The jury allocated 35 percent of the fault of the fault to the sexual predator, 35 percent to Aurora Vista, and 30 percent to Signature.[iv]  The jury also awarded $13.25 million in non-economic damages to the three plaintiff patients and $150,000 in punitive damages against Aurora Vista and Signature.[v]  The Court of Appeal disagreed with defendants that plaintiffs’ damages were excessive because there was ample evidence to support such damages and because the damage limitation in MICRA does not apply to living plaintiffs under the Elder Abuse Act.[vi]  The Court of Appeal also disagreed that the allocation of fault was improper.

 

How Can We Fight Such Nuclear Verdicts®?

This nuclear verdict underscores the importance of defusing jury anger in all phases of litigation.  How do we do that?  From the outset of litigation, defense attorneys should interview their corporate client’s staff and identify the staff members who can persuasively tell the client’s story.  Who can humanize the corporate client by telling the jury about all the good care they provided to the plaintiffs?  This person or persons should be prepared to tell a story of hopeful optimism; the story not of perfect care in an impossible and unreasonable world, but of the staff’s best efforts to provide conscientious care to plaintiff in the real world.  The defense must tell this story in a way which will resonate with the jury, and it must be more plausible and encouraging than the plaintiff’s story.

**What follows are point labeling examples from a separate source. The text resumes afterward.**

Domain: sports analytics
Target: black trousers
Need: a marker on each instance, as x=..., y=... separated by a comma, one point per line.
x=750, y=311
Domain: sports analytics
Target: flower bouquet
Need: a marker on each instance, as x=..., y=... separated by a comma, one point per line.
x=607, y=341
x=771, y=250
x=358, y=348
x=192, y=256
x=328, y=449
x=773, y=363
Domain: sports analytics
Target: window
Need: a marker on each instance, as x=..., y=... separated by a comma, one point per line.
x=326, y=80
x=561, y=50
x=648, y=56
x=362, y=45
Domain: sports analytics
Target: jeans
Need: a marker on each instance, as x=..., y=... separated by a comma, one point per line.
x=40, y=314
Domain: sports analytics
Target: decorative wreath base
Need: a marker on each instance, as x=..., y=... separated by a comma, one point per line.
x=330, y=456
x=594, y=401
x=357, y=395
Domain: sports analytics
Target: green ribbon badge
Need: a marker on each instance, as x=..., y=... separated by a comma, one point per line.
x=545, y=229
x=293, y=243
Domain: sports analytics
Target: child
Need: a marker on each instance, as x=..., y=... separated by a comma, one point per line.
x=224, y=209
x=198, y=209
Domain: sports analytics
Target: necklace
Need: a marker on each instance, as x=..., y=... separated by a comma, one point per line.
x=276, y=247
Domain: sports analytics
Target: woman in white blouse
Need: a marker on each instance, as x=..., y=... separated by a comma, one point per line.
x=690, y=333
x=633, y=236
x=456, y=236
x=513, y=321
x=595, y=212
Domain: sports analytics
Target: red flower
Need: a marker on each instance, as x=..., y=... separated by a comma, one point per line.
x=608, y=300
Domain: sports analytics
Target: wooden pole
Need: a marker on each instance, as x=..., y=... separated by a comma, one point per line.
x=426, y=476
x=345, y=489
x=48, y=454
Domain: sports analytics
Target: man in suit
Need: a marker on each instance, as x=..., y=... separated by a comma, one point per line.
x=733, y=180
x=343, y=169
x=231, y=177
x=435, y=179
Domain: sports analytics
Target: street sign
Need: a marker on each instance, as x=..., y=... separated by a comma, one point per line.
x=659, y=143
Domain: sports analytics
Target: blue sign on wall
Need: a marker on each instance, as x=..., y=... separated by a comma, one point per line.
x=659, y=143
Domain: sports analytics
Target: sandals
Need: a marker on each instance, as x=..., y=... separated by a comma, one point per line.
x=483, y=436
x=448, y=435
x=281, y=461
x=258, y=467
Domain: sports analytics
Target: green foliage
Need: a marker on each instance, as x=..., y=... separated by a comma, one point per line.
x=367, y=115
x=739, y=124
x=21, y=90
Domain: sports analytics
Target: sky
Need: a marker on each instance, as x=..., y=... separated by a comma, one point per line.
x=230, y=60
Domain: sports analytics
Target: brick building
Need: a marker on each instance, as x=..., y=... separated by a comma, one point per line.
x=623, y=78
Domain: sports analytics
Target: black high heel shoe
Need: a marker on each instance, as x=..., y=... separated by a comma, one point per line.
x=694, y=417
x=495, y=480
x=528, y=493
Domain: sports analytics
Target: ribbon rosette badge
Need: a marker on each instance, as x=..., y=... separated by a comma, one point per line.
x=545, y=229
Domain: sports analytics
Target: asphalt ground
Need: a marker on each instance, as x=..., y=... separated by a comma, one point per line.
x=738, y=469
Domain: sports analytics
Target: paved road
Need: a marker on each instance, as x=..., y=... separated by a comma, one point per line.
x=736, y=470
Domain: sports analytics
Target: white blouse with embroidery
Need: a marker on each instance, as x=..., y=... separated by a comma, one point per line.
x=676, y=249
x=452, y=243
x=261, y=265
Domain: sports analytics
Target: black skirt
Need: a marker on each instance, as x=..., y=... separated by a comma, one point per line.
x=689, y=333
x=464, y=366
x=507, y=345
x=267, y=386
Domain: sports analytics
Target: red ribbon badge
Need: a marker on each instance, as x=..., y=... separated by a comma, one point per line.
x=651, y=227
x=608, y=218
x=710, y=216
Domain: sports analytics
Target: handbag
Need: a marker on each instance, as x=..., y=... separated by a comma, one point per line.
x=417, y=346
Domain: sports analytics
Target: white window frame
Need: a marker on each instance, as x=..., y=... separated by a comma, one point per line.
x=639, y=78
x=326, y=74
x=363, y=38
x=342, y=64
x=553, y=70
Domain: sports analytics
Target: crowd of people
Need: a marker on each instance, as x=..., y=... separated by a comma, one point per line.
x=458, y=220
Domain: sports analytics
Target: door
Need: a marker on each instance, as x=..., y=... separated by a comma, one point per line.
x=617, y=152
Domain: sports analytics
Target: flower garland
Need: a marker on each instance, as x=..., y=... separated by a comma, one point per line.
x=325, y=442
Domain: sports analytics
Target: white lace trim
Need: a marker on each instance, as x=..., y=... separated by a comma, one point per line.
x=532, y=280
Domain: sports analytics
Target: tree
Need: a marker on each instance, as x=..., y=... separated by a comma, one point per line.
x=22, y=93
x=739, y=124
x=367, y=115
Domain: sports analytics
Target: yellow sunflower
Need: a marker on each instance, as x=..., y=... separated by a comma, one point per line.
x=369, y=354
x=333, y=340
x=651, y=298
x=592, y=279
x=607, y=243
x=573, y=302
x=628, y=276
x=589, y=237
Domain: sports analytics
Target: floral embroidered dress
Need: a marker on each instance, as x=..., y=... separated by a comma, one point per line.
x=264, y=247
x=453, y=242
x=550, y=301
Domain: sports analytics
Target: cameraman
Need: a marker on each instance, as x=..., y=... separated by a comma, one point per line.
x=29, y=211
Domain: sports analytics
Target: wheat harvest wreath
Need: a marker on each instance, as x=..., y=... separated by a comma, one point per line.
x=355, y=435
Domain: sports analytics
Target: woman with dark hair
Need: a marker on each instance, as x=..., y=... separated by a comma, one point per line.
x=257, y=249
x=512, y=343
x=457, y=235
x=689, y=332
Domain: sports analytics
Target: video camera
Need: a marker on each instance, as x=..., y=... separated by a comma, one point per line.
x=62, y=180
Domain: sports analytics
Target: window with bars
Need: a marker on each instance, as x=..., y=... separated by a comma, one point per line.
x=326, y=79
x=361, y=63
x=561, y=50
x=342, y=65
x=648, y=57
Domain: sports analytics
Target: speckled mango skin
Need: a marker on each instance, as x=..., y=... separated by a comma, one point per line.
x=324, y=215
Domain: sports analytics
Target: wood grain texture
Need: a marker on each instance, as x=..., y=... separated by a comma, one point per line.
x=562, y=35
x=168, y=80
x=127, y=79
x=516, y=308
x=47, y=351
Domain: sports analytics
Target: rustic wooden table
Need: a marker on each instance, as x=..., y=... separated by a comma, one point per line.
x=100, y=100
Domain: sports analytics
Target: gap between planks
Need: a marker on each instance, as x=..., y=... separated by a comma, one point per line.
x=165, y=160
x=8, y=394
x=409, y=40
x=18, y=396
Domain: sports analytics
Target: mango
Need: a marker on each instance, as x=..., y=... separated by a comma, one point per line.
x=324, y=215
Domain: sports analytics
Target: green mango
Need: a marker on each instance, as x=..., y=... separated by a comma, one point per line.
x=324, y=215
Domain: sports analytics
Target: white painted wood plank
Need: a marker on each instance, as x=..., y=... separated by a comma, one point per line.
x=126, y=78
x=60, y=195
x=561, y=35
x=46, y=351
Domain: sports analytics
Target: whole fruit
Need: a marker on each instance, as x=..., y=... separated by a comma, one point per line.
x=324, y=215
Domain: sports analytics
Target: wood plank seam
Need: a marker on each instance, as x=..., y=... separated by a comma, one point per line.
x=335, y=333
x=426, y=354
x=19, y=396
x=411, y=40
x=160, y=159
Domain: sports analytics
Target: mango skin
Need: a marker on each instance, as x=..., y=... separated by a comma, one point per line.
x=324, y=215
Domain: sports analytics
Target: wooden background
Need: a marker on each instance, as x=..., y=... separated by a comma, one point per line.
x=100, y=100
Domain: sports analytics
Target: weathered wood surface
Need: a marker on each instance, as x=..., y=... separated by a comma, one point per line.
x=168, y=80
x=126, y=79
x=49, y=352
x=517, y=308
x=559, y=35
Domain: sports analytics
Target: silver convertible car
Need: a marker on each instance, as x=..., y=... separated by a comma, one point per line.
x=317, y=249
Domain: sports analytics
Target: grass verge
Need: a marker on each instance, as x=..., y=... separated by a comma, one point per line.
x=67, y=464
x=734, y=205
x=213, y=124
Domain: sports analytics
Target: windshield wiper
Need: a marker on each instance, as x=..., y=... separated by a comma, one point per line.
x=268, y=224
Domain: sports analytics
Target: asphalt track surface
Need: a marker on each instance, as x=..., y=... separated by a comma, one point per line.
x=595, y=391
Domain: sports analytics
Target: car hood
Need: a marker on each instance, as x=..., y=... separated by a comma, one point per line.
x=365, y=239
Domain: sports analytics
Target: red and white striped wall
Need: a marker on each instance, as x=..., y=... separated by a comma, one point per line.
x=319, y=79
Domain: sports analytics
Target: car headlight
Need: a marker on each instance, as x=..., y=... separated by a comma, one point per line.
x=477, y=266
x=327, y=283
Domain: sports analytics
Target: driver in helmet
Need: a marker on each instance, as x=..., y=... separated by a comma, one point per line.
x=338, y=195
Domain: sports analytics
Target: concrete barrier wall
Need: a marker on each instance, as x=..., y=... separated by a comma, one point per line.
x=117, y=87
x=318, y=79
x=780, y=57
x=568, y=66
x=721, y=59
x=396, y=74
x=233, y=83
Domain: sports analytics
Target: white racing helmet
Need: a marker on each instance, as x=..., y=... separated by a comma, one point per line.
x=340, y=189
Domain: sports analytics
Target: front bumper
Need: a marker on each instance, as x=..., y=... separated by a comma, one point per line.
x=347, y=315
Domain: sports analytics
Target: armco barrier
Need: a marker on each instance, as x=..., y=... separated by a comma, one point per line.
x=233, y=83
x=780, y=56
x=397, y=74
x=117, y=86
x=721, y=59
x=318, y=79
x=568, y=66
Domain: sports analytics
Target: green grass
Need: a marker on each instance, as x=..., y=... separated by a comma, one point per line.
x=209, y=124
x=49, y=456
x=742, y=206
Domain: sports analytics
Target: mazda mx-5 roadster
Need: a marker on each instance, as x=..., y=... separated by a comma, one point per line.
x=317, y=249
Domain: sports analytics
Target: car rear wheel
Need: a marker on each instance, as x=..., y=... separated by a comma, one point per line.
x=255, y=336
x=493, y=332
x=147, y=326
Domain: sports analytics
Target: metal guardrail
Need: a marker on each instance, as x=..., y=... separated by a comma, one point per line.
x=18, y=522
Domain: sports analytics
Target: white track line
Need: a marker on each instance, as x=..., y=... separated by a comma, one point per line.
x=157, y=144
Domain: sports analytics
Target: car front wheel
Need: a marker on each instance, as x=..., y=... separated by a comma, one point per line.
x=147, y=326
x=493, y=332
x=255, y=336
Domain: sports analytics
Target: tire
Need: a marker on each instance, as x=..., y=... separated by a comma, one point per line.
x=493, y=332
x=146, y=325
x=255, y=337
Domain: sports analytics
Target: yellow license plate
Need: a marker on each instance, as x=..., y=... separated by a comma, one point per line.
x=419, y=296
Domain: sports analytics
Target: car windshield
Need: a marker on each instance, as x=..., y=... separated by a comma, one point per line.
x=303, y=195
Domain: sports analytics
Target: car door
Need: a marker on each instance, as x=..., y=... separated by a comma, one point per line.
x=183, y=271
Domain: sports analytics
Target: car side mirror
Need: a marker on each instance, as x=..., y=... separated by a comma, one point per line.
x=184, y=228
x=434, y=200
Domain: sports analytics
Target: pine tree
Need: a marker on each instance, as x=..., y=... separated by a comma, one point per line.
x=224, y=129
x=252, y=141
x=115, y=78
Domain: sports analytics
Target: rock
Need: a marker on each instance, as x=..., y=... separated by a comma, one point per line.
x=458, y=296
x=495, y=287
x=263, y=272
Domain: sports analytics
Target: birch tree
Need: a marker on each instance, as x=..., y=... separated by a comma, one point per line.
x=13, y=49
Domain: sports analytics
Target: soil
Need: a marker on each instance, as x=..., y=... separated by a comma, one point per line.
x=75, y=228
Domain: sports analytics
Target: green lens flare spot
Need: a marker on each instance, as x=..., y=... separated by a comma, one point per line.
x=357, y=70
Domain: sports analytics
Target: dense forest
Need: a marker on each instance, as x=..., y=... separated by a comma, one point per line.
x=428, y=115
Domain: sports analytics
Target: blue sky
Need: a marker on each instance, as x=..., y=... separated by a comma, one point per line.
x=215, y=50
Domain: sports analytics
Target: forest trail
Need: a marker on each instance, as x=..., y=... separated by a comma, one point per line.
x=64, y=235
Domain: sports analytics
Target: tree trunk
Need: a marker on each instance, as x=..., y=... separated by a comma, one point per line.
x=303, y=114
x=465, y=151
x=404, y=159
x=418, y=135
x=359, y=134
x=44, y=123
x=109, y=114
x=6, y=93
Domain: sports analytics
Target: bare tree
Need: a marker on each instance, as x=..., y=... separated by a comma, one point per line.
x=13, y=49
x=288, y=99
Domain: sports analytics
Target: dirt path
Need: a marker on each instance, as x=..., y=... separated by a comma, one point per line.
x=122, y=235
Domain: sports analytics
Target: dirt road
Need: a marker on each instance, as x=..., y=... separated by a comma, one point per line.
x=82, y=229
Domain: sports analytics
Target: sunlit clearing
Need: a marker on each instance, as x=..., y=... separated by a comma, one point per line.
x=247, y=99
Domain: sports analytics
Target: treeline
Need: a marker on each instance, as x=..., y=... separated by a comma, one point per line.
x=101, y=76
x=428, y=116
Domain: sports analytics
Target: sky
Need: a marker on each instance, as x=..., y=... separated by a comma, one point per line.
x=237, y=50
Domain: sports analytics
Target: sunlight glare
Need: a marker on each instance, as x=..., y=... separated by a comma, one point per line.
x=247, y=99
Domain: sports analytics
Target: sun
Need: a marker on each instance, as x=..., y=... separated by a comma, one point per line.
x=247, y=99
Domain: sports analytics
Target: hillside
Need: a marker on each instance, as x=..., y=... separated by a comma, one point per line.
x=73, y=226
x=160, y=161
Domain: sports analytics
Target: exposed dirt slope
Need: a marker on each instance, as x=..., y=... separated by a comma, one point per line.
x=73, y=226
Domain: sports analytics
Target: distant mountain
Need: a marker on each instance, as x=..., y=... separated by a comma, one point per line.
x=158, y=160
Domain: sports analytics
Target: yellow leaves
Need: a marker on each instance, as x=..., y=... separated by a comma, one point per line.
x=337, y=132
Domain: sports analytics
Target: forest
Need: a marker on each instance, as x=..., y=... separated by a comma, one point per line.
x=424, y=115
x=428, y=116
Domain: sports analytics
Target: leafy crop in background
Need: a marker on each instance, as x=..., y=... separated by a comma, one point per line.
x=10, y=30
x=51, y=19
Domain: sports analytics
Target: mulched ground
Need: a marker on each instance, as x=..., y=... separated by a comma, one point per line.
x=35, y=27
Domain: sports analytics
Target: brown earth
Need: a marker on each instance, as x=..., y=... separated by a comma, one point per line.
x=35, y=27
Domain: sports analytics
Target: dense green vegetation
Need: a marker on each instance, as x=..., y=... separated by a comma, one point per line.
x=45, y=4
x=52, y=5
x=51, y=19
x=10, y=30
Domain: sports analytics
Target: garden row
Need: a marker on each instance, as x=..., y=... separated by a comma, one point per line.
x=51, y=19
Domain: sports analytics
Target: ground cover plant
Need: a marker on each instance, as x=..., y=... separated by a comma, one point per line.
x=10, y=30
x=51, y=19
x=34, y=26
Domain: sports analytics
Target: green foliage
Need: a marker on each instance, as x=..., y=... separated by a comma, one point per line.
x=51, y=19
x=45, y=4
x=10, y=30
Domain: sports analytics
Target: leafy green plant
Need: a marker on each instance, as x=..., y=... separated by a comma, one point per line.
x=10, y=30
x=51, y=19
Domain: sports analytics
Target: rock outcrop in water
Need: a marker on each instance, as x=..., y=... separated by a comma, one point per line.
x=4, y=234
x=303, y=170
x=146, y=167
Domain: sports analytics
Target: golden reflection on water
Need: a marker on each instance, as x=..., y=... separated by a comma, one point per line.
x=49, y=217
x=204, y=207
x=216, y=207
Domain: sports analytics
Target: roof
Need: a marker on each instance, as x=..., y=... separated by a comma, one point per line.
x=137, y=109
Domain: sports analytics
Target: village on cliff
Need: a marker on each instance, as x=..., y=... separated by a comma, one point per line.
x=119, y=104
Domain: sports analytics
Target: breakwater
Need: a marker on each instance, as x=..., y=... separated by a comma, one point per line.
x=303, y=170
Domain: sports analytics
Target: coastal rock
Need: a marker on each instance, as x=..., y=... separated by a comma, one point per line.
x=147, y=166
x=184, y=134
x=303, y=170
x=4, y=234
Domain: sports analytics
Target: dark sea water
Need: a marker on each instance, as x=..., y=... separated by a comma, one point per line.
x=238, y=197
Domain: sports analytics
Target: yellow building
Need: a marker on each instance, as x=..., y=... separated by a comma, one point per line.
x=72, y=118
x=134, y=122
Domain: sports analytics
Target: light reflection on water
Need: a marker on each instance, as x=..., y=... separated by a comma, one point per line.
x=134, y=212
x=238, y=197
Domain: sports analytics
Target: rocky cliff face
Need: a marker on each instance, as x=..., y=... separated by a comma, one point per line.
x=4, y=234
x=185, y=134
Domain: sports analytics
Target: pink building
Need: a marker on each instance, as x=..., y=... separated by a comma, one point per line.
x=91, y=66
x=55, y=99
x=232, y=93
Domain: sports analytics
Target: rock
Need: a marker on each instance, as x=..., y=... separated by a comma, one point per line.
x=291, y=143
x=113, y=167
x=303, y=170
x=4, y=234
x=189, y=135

Defense attorneys should also prepare their client to accept responsibility for something relevant.  Not responsibility for plaintiff’s multi-million dollar claim for damages, or for committing the torts alleged by plaintiff, but for something of consequence.  Perhaps the client can accept responsibility for providing custodial care to the elderly or dependent plaintiff using its best efforts, or for supervising the plaintiff regularly to protect them from an injurious fall.  Should the client’s staff agree to providing perfect custodial care to plaintiff or to preventing plaintiff from ever falling?  No!  This is plaintiff’s story; a story of perfect care in an impossible and unreasonable world.  Instead, the defense must show they care about the plaintiff and plaintiff’s well-being in the real world.

Nuclear Verdicts® such as the verdict in Samantha B are often caused by the jurors’ anger about the allegedly grievous injuries plaintiff suffered due to defendant’s lack of caring.  Defense attorneys should be prepared to flip plaintiff’s narrative on its head by telling a plausible, encouraging story about how much the defendant cares about the plaintiff in the real world.

 

 

 


[i] Samantha B. et al. v. Aurora Vista Del Mar, LLC, et al., 2d Civ. No. B302321, Super. Ct. No. 56-2015-00464635-CU-PO-VTA (Ventura County).

[ii] Samantha B., supra, at pp. 13 to 15.

[iii] Id. at 23.

[iv] Id. at 7.

[v] Id. at 7.

[vi] Id. at 19-20.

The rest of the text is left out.